1 stars 0 forks source link

Establish Prometheus server and test #49

Open faustus123 opened 1 month ago

faustus123 commented 1 month ago
cissieAB commented 2 weeks ago

Something related to the 1/4-th item: @faustus123 For existing (by Bryan's team) ifarm monitoring, there is a public Grafana dashboard at https://scigraf.jlab.org/. Use the JLab CUE usr/psd to login, then you are available to see the Prometheus metrics of all ifarm nodes. The metrics are collected by node-exporters running on every ifarm compute node. image

If we would like to read their metrics, I guess we need to ask for some permission.

cissieAB commented 2 weeks ago

The Prometheus DB for ifarm nodes should be on sci-prometheus.jlab.org.

$ nslookup sci-prometheus.jlab.org
Server:     129.57.90.255
Address:    129.57.90.255#53

Name: sci-prometheus.jlab.org Address: 129.57.16.202

faustus123 commented 2 weeks ago

Do have permission to write to that DB for things that are not directly related to SciComp operations?

cissieAB commented 2 weeks ago

Do have permission to write to that DB for things that are not directly related to SciComp operations?

I do not think we have write permission. I think we do not have read permission either. After some negotiation, Bryan might give you read permission but he should not be happy if we port our own stuff to it.

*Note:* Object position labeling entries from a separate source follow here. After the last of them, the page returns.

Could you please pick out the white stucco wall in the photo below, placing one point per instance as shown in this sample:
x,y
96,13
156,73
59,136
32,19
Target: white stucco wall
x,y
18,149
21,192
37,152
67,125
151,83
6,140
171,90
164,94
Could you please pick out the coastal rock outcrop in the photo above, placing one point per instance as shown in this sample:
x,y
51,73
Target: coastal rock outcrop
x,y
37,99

I will see if I can run a dockerized/podmanrized Prometheus image on one of the ifarm login nodes.

cissieAB commented 2 weeks ago

Do have permission to write to that DB for things that are not directly related to SciComp operations?

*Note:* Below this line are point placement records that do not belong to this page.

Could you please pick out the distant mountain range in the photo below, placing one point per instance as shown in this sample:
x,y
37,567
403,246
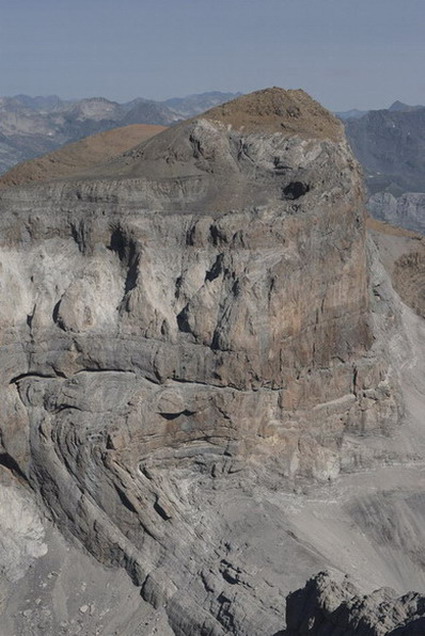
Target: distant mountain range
x,y
32,126
389,143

I do not think we have write permission. I think we do not have read permission either. After some negotiation, Bryan might give you read permission but he should not be happy if we port our own stuff to it.

I will see if I can run a dockerized/podmanrized Prometheus image on one of the ifarm login nodes.

We may have read permission:

[xmei@ifarm2401 ~]$ curl 129.57.16.202:9090
<a href="/prometheus">Found</a>.
cissieAB commented 5 days ago

NOTE: only certain range of TCP ports is allowed on scicomp farm for inter-compute node communication (no login-compute communication). The port range is typed in Teams chat for security issue.

faustus123 commented 4 days ago

NOTE: only certain range of TCP ports is allowed on ifarm for inter-compute node communication (no login-compute communication). The port range is typed in Teams chat for security issue.

If this is only for nodes within the SciComp farm proper (i.e. excluding ifarm nodes) then I am confused why it would be considered a security issue. Regardless, if it is not a publicly know thing, they could change it at any point, breaking whatever system we have set up. We should press them for more info or for a suggestion on how we properly can get RPC for monitoring purposes.